Biomechanical Evaluation of a Less Invasive Technique for Midline Lumbar Decompression and Fusion
Malloy J.P.1, Chaput C.D.2, Soriano-Baron H.E.3, Rodriguez-Martinez N.G.3, Crawford N.R.3, Newcomb A.G.3, Ferrara L4
1Broward Health North, Pompano Beach, FL USA
2Scott & White Healthcare, Temple, TX USA
3Barrow Neurological Institute, Spinal Biomechanics, Phoenix, AZ USA
4OrthoKinetic Technologies, Southport, NC USA
The purpose of the study was to evaluate the biomechanical stability of a less invasive midline lumbar fixation (MLF) device that utilizes crosslinked transfacet pedicle screws (TFPS) in conjunction with a facet/pars buttress plate.
Segmental flexibility testing was conducted to compare the performance of the MLF device to TFPS and pedicle screw and rod constructs (PSR) utilizing eight human cadaveric specimens with intact discs following complete laminectomies. Load to failure was compared between the MLF and traditional stand alone TFPS.
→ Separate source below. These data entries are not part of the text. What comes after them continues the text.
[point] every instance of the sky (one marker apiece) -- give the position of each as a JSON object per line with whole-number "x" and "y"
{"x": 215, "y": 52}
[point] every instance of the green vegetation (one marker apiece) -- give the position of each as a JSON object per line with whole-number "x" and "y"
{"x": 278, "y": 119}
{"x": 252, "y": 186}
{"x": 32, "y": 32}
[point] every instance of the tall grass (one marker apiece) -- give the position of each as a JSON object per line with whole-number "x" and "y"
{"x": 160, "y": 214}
Cyclical load testing was also conducted to evaluate the performance under repetitive loads. Pre- and post-cyclical segmental range of motion (ROM) and stiffness values were recorded following non-destructive cyclic loading, initially in flexion-extension followed by lateral bending coupled with axial torsion over a total of 5,000 cycles.
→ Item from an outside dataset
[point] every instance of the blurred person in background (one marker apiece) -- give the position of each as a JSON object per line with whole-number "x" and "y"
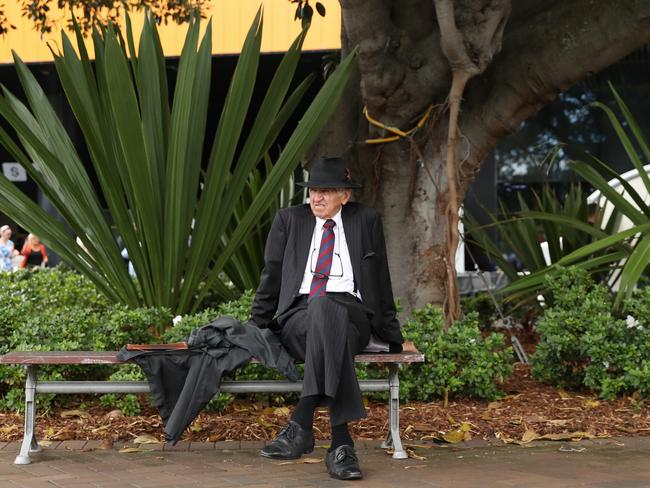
{"x": 7, "y": 249}
{"x": 34, "y": 252}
During segmental flexibility testing, ROM with the MLF device trended towards greater stability compared to PSR during flexion, extension and axial rotation, but this did not reach statistical significance (p>0.3, Fig 1). During lateral bending, bilateral PSR demonstrated statistically significant reduction in ROM compared to TFPS alone and the MLF device (p<0.02). The load to failure analysis showed that the MLF device withstood significantly higher loads (30%) compared to TFPS alone (p=0.01, Fig 2). During cyclical load testing, the MLF device demonstrated greater long-term stability than traditional TFPS (Fig 3, 4).
The MLF device demonstrated initial stability similar to standard lumbar instrumentation, statistically improved load to failure, with greater stiffness and stability after cyclical loading. A potential advantage is that the MLF device can be placed through the same small midline approach used for lumbar laminectomy, sparing the additional lateral soft tissue dissection that would be necessary to implant conventional PSR instrumentation.